Мопс сел на свою кровать и задумался. Вообще, его речь изменилась. Он перестал тараторить, хотя если говорил больше пары предложений подряд — начинал разгоняться.
— Думаю, что если бы я мог охватить разумом этот феномен, то вряд ли бы оказался в таком печальном положении, но попробую. Здесь есть два важных момента. Первый — неспособность объяснить свою симпатию. Со вторым сложнее.
Мопс прервался, как будто не желая снова разгоняться и тараторить. Сержант в это время прекратил борьбу со стулом, подошел к стене и прислонился к ней спиной. Внимательно посмотрел на расположение кроватей в палате.
— Не знаю, знакомо ли вам такое чувство… — начал Мопс. — Вы смотрите на что-то прекрасное. Что-то удивительное, невероятное…
— Непостижимое, — кивнул Сыч.
— И это тоже, — не стал спорить Мопс. — И это вас подавляет. Что-то прекрасно настолько, что вы себя плохо чувствуете. Такое часто испытывают в Ватикане, например. Вы бывали в Ватикане?
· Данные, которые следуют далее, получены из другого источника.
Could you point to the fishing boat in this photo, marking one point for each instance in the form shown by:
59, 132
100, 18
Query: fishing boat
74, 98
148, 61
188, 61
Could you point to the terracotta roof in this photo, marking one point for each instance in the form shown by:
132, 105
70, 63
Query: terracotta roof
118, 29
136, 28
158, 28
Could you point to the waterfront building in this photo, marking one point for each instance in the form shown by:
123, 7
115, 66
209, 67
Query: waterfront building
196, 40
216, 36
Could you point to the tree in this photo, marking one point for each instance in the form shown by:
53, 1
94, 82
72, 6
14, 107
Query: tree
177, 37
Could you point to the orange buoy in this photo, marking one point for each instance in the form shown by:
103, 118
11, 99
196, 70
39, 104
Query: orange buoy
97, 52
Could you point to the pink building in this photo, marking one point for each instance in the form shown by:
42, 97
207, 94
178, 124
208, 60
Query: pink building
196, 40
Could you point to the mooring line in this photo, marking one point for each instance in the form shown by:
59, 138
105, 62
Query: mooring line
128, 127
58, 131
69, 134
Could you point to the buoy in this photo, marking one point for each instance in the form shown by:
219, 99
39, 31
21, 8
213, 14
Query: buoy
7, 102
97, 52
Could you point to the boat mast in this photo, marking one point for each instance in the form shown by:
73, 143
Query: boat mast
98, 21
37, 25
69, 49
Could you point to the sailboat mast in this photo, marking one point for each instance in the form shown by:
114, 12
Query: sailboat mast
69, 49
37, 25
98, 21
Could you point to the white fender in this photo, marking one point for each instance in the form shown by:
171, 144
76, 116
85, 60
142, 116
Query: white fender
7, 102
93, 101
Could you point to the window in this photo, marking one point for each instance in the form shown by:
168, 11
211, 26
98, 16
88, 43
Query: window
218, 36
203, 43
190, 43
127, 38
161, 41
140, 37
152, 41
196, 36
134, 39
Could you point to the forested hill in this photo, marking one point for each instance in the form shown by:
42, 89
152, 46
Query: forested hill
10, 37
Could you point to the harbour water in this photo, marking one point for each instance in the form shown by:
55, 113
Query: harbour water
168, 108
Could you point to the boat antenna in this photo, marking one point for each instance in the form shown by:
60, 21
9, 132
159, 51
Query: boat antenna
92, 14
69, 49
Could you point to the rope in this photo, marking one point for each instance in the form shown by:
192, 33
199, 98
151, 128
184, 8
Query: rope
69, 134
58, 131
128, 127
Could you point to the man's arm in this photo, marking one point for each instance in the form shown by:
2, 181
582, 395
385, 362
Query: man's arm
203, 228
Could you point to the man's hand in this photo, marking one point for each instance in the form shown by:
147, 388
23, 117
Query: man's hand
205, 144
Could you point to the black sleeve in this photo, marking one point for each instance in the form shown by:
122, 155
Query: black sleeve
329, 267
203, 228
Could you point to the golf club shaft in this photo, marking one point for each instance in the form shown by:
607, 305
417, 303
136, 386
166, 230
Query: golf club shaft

— Нет, — ответили мы с Сычом хором.
— Я был, — сказал вдруг Сержант.
Мы все уставились на него так, будто он признался в том, что он апостол Петр.
— По работе, — смутился Сержант.
— Удивительное место!
Мопс теперь выглядел так же вдохновенно, как и Сыч недавно, а вот Сыч как-то насторожился. Не хочет слушать хвалебные оды католичеству?
— Все вокруг тебя великолепно! Создано величайшими мастерами. Буквально все вокруг — произведение искусства. И это подавляет в какой-то момент. Так уж устроен человек, что мы без остановки сравниваем и оцениваем — это эволюционная необходимость. Иначе бы мы все вымерли. Ну, и оценка довольно простая: опасно или нет, красиво или нет. Я опаснее, чем он, или нет? Я красивее, чем он, или нет? И вот в Ватикане эта привычка может довести до истерики. Всё вокруг красивее, древнее, утонченнее, чем ты. И создано людьми, которые умнее, способнее, успешнее и значительнее, чем ты. Получается, что ты тут самое чмо.
Мы с Сычом слушали, не перебивая, хотя Мопса явно заносило. Других развлечений все равно нет. Сержант тем временем отслоился от стенки, подошел к ближайшей кровати и чуть подвинул ее.
— Но я не могу назвать себя большим знатоком живописи или скульптуры. Не говоря уж об архитектуре. Моих знаний хватает только на то, чтобы понять, что я бы так не смог. Никогда. Это если не богом данный талант, то десятилетия титанического напряжения. Буквально человеческая жизнь, сконцентрированная в одной точке. Десятки лет практики ради одной картины, к примеру. Это подавляет, да, но все-таки понятно, что для меня это недостижимо. С книгами же происходит замыкание.
— В каком смысле?
— Не так-то просто это объяснить. Знаете, мне кажется, что я тоже так могу. Но не всегда, далеко не всегда. Я разбираю текст, анализирую и понимаю — вот до такого я бы не додумался, например, или столько сил потратить на подбор слов — увольте. Или напротив, вот это слабо, я бы мог лучше. Сюжет хромает, я бы мог починить или даже улучшить. Тут все понятно. Но с книгами, которые нравятся мне, — необъяснимо… Я как бы…
Сержант подошел к кровати, на которой сидел Мопс, и стал ее аккуратно двигать. Мопс не стал проявлять недовольства или иным образом возмущаться, просто приподнял ноги. Сыч тоже забрался на свою кровать с ногами, ожидая своей очереди. Очевидно, эта процедура происходила не первый раз и не вызывала ни у кого вопросов. Какой-то удивительный пример общежития. Каждый занимается своими делами, и остальные никак в них не вмешиваются. Хочется человеку кровати двигать — пусть двигает, хочется про книги говорить — говорит. Хорошие ребята, многим на воле стоило бы у них поучиться. Я последовал их примеру и забрался на кровать с ногами.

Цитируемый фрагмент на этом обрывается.